Me da la sensación, pues, de que el lugar que la oralidad tiene en el sistema educativo nacional, particularmente en la escuela –al menos en esa forma de concebir la oralidad o en esa forma que, en mi opinión, se desprende del modo en que la escuela la ha venido tratando y ha tratado con ella desde que ingresó a las aulas como objeto de estudio, por compleja y sofisticada que sea o pueda ser–, es el signo más claro de una resignación o una claudicación (es algo del orden del deceso o del retroceso de la política). Pero se trata de una resignación o una claudicación que han sido incorporadas como parte de una propuesta educativa adecuada a los tiempos que corren y a las exigencias de la vida (por ende, no son vistas como resignación y claudicación, sino como el movimiento escolar de acuerdo con una idea de progreso que le viene determinada por ciertas exigencias económicas y pragmáticas, progreso que pide formas amables de relacionamiento y de aceptación de lo que hay).

Esta incorporación, desde luego, se ve como un punto positivo de la escuela en su supuestamente necesaria actualización a las demandas que le realiza su exterior, esencialmente, como dije entre paréntesis, la economía, presentada ante nosotros con el ropaje de la vida misma, donde la imposibilidad de lo imposible como un modo de vida pragmático en contra de la política se ha asentado con pretensiones definitivas (la declaración de un pragmatismo en este sentido quiere una política entregada a esa imposibilidad de lo imposible, a la gestión de lo existente como único horizonte posible de lo posible).

¿De qué manera la escuela uruguaya llegó a incluir la oralidad en sus programas como un elemento necesario que cumpliría con los objetivos trazados respecto de la enseñanza de la lengua, como si se tratara, después de todo, de una inclusión evidente, neutra, objetiva e inobjetable, que no podía esperar más? ¿Qué dice la inclusión de la oralidad respecto de la relación que la escuela ha tenido con la escritura desde los años noventa? ¿Por qué la introducción de la oralidad en las aulas coincidió con la inclusión de una serie de géneros discursivos fuertemente relacionados con la pragmática de la vida cotidiana más corriente, como los dorsos de cajas de salsa de tomate, los afiches, los manuales de instrucciones para armar este o aquel aparato, las recetas, etc.? ¿Por qué no nos hemos hecho seriamente estas preguntas?

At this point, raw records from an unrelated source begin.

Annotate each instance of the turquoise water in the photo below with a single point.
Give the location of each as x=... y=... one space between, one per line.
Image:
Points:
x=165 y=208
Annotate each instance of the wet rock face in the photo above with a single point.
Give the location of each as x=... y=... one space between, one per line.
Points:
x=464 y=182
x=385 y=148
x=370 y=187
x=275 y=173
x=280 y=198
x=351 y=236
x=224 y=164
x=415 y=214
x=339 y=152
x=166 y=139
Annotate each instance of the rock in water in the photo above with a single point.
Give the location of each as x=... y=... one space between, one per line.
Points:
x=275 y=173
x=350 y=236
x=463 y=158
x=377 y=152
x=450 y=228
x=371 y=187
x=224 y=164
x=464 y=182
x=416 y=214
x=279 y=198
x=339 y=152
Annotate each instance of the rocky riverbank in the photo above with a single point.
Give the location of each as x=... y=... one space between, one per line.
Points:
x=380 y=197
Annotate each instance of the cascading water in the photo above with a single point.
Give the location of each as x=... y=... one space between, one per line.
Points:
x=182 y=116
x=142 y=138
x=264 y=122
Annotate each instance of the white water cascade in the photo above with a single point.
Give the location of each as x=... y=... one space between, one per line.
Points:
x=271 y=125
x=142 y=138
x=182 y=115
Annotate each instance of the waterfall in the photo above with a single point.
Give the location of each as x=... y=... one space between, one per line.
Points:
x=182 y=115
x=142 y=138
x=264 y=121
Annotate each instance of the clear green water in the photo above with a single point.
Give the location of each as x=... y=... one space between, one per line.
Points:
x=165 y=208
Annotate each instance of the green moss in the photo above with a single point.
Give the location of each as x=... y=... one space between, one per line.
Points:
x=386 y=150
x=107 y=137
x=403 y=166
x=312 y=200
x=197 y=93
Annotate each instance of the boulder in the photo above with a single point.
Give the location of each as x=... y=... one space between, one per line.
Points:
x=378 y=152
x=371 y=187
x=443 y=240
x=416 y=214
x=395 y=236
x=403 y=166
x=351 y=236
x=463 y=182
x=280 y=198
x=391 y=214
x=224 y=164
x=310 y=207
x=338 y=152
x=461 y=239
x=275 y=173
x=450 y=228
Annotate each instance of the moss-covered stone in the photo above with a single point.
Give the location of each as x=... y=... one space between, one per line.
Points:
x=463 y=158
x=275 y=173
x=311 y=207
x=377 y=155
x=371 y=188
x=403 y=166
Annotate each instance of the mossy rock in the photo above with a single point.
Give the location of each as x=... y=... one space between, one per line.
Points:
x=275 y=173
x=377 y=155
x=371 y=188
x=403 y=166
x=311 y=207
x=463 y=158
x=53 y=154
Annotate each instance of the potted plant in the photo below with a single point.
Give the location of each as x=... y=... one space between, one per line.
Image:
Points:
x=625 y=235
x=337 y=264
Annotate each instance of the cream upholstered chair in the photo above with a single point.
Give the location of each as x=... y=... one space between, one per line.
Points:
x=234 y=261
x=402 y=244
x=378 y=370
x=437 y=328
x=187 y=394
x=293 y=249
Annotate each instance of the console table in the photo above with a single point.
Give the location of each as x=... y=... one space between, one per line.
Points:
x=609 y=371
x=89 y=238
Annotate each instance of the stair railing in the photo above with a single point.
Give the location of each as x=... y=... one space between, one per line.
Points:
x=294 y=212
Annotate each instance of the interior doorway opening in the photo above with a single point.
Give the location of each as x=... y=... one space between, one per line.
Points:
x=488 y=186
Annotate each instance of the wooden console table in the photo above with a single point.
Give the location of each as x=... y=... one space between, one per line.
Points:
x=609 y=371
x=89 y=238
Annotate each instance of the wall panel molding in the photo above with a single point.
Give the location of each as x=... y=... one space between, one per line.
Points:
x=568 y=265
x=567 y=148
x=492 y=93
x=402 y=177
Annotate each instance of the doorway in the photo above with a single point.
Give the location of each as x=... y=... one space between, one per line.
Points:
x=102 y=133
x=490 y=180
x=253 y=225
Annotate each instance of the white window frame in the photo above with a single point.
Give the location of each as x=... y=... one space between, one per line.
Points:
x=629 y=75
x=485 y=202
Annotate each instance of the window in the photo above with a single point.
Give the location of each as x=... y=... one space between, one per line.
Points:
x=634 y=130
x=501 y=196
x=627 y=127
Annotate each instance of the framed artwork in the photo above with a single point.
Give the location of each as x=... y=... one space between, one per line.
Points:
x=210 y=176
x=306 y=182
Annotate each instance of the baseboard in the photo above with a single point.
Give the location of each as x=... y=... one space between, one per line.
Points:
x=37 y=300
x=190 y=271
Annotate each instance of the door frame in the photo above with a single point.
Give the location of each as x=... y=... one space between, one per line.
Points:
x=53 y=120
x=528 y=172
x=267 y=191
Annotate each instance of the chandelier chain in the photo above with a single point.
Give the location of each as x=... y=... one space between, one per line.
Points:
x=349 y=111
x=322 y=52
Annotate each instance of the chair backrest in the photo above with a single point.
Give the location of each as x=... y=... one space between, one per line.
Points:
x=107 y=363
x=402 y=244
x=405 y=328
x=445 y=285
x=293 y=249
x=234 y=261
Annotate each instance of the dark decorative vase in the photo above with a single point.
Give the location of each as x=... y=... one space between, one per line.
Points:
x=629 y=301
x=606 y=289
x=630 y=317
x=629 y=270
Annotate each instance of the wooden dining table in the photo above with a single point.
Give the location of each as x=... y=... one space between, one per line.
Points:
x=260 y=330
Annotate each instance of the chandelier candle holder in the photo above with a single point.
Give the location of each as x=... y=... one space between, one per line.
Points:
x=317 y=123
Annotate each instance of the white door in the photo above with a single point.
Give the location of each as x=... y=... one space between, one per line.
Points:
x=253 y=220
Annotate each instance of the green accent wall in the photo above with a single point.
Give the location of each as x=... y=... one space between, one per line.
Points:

Finalmente, otras interrogantes que me surgen son: ¿de qué está hecho el consenso que vio en la oralidad algo que, indiscutiblemente, debía ser enseñado en las aulas escolares?, ¿por qué no se ve como un problema que la oralidad y la escritura estén a la par en cuanto al lugar que ocupan en el currículo escolar? y, por ende, ¿por qué la oralidad y la escritura no se advierten como dos lógicas opuestas con relación a las cuales la escuela ha ido tomando, de diferentes maneras, una posición que afectó considerablemente la importancia de la segunda, lo que implicó una herida mortal en la alfabetización?

Santiago Cardozo González es maestro de Educación Primaria, profesor de Idioma Español y doctor en Lingüística, y se desempeña como docente en la Universidad de la República.